Innerhalb von nur sechs Tagen meldeten 55 kleine und mittlere Unternehmen aus dem Kanton Tuzla der Wirtschaftskammer Schäden in Höhe von 31 Millionen Mark aufgrund katastrophaler Überschwemmungen, bestätigte der Direktor der Wirtschaftskammer TK, Nedret Kikanović, gegenüber der bosnisch-herzegowinischen Nachrichtenagentur Patria (NAP). Diese Institution hat eine Aktion zur Erfassung genauer Schadensdaten eingeleitet, da dieser Kanton, der industriell am weitesten entwickelte in der FBiH, schwer von den Überschwemmungen betroffen war.
Nach seinen Schätzungen sind etwa 30 Prozent der Wirtschaft des Kantons Tuzla schwer von der Elementarkatastrophe betroffen. Tausende von Arbeitsplätzen sind gefährdet, und die Daten werden noch immer zusammengetragen.

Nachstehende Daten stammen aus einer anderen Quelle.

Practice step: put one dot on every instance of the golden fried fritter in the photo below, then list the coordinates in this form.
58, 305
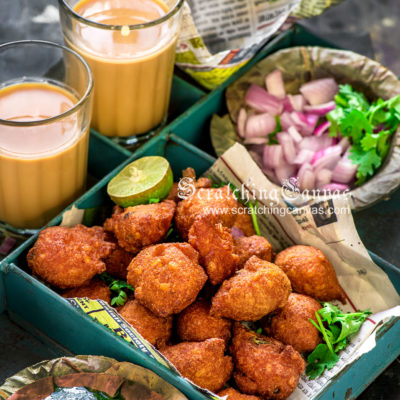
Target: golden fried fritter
167, 277
220, 202
244, 222
195, 324
203, 363
246, 247
119, 259
310, 273
142, 225
255, 291
69, 257
234, 394
155, 330
95, 289
292, 323
264, 366
215, 246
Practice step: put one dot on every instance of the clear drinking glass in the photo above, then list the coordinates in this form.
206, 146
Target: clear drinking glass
45, 111
132, 62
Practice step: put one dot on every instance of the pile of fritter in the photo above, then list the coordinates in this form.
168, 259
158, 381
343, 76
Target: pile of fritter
219, 304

- Es ist schwer zu sagen, wie viele Menschen ihren Arbeitsplatz verlieren werden, aber es ist klar, dass es eine große Zahl sein wird. Allein ein Unternehmen der Holzindustrie in Lukavac war gezwungen, 150 Arbeiter zu entlassen, die Hälfte der Beschäftigten. Die Mine Šikulje in Lukavac existiert praktisch nicht mehr, dort ist ein See. Mehr als 1.500 Arbeiter warten - sagt Kikanović.
Wie er hervorhebt, wurden die höchsten Schäden in Tuzla (12,3 Millionen Mark), Gračanica (8,7 Millionen) und Lukavac (7,6 Millionen Mark) gemeldet. Dabei handelt es sich, wie er sagt, um direkte Schäden an Gebäuden, Maschinen, Rohstoffen und Waren.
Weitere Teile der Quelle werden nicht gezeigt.